By YAW OFOSU LARBI September 26, 2019 2508 37 comments

The Ghana men’s 4x100m team showed that our golden talent is ready to roll again at the World Athletics Championships in Qatar.

Bolt’s are big shoes but the former Prempeh College boy is ready to fill them.

Rose Amoanimaa Yeboah climbed up to the podium, eyes up, looking to the skies in a sort of bewilderment and disbelief at what she had achieved. Ghana’s high jumper, aged 17, had just won gold at the African Games, finishing with a height of 1.84 metres. Soon, the Ghana national anthem began ringing through the bells of live trumpets and the well-connected sound system at the Prince Moulay Abdellah Stadium in Rabat.

Finally, after a modest soupçon of success at the Games, it was Ghana’s moment.

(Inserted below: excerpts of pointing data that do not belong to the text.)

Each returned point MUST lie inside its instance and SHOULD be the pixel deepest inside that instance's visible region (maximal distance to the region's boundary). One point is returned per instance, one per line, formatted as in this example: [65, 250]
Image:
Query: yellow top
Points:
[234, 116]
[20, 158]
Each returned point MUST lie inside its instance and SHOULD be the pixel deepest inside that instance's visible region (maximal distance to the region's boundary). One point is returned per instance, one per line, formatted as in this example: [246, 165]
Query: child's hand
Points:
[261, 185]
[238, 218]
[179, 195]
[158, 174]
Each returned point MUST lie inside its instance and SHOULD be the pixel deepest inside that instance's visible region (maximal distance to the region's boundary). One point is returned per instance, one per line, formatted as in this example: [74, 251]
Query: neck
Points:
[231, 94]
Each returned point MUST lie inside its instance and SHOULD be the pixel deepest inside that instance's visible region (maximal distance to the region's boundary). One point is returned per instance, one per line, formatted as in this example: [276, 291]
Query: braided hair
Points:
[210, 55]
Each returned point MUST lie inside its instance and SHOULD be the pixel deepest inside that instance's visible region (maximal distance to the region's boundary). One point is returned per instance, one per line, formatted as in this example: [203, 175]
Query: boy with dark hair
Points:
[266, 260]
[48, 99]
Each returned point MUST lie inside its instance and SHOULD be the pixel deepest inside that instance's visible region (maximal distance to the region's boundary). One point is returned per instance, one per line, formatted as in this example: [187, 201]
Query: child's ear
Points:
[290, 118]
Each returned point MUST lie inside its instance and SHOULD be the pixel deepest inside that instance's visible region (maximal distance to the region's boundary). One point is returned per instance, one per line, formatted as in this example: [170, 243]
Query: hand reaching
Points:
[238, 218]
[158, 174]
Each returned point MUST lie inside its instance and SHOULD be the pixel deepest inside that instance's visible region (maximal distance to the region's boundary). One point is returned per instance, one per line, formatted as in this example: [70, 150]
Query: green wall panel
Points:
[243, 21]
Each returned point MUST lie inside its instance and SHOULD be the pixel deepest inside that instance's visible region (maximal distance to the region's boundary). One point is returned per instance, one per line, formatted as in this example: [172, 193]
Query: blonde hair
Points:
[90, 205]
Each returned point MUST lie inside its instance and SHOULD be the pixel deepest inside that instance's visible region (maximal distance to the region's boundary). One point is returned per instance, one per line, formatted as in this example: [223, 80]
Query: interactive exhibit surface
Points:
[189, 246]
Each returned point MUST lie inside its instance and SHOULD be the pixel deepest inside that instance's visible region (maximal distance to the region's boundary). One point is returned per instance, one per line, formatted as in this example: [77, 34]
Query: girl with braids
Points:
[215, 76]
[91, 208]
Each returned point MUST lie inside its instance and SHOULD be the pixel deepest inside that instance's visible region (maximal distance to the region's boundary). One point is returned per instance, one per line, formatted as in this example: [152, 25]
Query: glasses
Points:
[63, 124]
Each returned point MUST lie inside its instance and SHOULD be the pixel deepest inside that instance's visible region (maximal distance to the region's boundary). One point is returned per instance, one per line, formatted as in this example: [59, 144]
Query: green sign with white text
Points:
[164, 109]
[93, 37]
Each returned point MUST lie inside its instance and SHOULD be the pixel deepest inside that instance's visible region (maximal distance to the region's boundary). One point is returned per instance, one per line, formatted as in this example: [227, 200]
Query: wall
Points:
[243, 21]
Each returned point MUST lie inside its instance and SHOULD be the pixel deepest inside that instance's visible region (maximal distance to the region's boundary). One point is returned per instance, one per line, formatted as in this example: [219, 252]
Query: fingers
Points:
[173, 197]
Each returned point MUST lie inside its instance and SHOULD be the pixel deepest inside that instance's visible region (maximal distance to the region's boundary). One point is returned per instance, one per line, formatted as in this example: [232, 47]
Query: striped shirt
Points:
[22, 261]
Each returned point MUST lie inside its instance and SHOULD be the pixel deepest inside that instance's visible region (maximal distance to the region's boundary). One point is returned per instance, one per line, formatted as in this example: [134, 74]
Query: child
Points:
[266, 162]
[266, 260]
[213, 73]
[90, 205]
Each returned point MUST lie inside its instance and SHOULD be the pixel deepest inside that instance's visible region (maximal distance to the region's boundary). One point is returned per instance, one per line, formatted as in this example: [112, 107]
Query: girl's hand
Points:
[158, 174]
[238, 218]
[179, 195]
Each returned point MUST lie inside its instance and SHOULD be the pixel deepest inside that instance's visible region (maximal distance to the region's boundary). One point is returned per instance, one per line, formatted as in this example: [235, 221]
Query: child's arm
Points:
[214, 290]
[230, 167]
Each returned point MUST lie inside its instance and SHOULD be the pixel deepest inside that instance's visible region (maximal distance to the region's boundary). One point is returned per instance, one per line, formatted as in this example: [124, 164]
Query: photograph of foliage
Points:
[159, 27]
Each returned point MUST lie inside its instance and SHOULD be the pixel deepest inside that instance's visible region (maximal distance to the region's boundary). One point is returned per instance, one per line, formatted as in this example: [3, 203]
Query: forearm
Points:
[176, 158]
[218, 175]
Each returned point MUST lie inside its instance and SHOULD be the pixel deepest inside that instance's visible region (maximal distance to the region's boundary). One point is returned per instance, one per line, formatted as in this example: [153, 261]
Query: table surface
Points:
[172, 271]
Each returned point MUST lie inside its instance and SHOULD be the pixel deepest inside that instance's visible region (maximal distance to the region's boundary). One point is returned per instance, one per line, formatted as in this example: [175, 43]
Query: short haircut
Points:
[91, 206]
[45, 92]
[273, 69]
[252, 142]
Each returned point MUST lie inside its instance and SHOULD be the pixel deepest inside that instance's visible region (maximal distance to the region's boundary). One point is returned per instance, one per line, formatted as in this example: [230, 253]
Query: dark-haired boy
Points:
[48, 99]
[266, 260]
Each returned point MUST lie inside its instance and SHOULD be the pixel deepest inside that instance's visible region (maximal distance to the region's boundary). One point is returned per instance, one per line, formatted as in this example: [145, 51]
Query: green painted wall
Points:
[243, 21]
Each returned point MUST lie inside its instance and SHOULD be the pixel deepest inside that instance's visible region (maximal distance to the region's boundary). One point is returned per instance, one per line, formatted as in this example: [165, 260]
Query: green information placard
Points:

Fifteen hours later the men’s relay team were in the dressing room holding each other’s hands, praying and pepping themselves up with the belief that they could do it.

“The first few minutes before the race were tough for me,” said Benjamin Azamati, the youngest sprinter in the relay team, in an interview afterwards. “I was nervous.
“We knew the Nigerians were better on paper but believed we had a special crop to beat them this time.”

Presec’s finest

Azamati is currently the fastest man in Ghana. His rise to join the national team was phenomenal.

He began at the Presbyterian Boys’ Senior High School in Accra, where he smashed records and remained consistently unbeaten until he left the walls of the famed school.

At university, Azamati joined the athletics team. He knew it was a path to greatness but, like the former British/world champion Linford Christie, he did not see running as something to take very seriously. In the 2017/18 season of the Ghana Universities Sports Association games, however, he won the 100m sprint and everything changed for him.

In no time, Azamati was out of the country taking part in the West Africa University Games and then the World University Games, where he hit a personal best of 10.32.

He matched this feat at the just-ended African Games in Morocco.

The boy who grew up in the agricultural hub of Akim Oda had become a man. So when Sean Safo-Antwi handed over the baton to him in the 4x100m, he knew the hopes of many Ghanaians were in safe hands.